Quando si pensa a Coletta e al legame spaziale che intesse con l’ambiente circostante ed elabora con l’uso della materia, si pensa anche allo spazio invisibile che lo scultore è in grado di rendere visibile e al legame spaziale inteso come ricerca che guarda in alto, al di là, al divino.

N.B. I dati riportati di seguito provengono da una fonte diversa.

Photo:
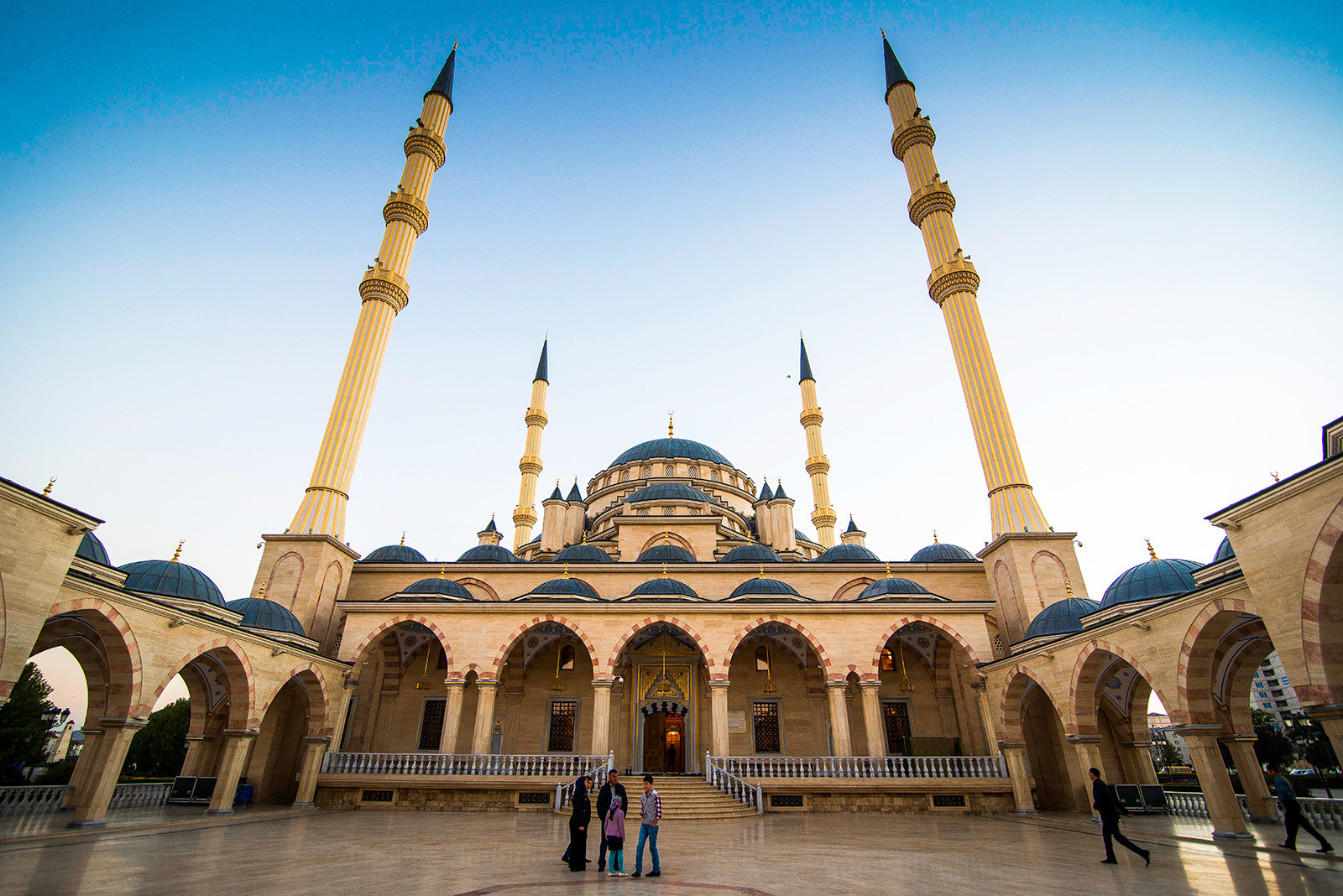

Attraverso l’uso di una sfera e travi in legno ai suoi margini, l’artista crea l’occhio di Dio, inteso come una prospettiva verso il futuro, l’unione di tutte le religioni, l’amore universale, quell’amore che unisce e non disunisce, è l’amore che va oltre i confini e le razze, l’amore che contempla solo la parte finale, l’abbraccio cosmico. L’arte, nel contempo, per Coletta è espressione del divino, è la stessa divinità. «L’arte deriva dal profondo dell’inconscio e viene fuori in maniera istintiva, e si materializza. È interessante questo fatto di rendere visibile l’invisibile, di rendere concreto un pensiero astratto. È bellissima questa alchimia – sottolinea l’artista – ogni essere umano può essere un mago. Questa è magia. È pura magia, è magia divina». Tra le sue opere compaiono le meteore, realizzate con un foglio di rame contorto con al centro un sasso delle Murge, la terra da cui proviene Coletta. Questo tipo di lavoro rappresenta un omaggio di ammirazione verso il cielo, verso il cosmo, poiché le meteore lo hanno sempre affascinato in quanto sono «grandi viaggiatori, sono portatori di un messaggio», come afferma lo scultore. Secondo Luciano Caramel: «Rimandando, oltre che alla terra degli antenati, al punto di partenza su cui l’umanità ha edificato la sua millenaria storia». Attualmente è il suo interesse verso il mito che sviluppa attraverso le sue opere protagonista del suo cammino ultimo. È per questo che nascono Occhio di Polifemo, Sisifo, Kairos, Prometeo.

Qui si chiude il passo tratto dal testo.